Nobody wanted to leave. It was almost 9 a.m. on a crisp Sunday. Thousands of photographs had been snapped and there was no reason to stick around on the start of a glorious spring day. Yet there in the middle of Boylston Street, in the exact spot where there had been so much sadness and anguish almost a year ago to the day, now there were smiles, hugs and selfies. Nobody had to be there. They wanted to be there. Maybe even needed to be there.
The Globe had invited them – survivors, police, firefighters, EMTs, doctors, nurses, runners, political figures, store owners, the Boston Athletic Association, Red Sox and Bruins players – to take time out of their weekend for a picture. The response was instant and overwhelming: When and where?
At 7:40 a car pulled up and Celeste Corcoran and her daughter Sydney stepped out.
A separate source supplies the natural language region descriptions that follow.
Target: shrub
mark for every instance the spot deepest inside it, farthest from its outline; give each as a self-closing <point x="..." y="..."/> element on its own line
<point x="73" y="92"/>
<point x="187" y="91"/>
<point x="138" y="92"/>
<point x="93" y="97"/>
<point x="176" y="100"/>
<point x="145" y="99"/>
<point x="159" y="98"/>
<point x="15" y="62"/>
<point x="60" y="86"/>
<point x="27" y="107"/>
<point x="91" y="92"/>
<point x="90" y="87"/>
Celeste wore a brown leather jacket, and as she moved about easily on her prosthetic legs, her smile was as bright as the day. Then came the others, runners in sweats, doctors and nurses in scrubs, first responders in uniform, until the street overflowed from sidewalk to sidewalk.
The rising sun peeked out from behind the Boston Public Library a few minutes after 8 a.m., and a voice from a bullhorn began to move people into place. Photographers on ladders and in a cherry picker rose above the crowd. And a man in a blue baseball cap and blue sweater slowly moved along the front row, shaking hands and hugging the most severely injured survivors. “It seems like an odd term to use in the wake of a tragedy,” that man, Governor Deval Patrick, would say later. “But I think there was a very strong shared pride in how we came together.” Final instructions were shouted – look up toward the photographers, hold still, rest a hand on a neighbor’s shoulder. A simple act of solidarity. Nobody is alone.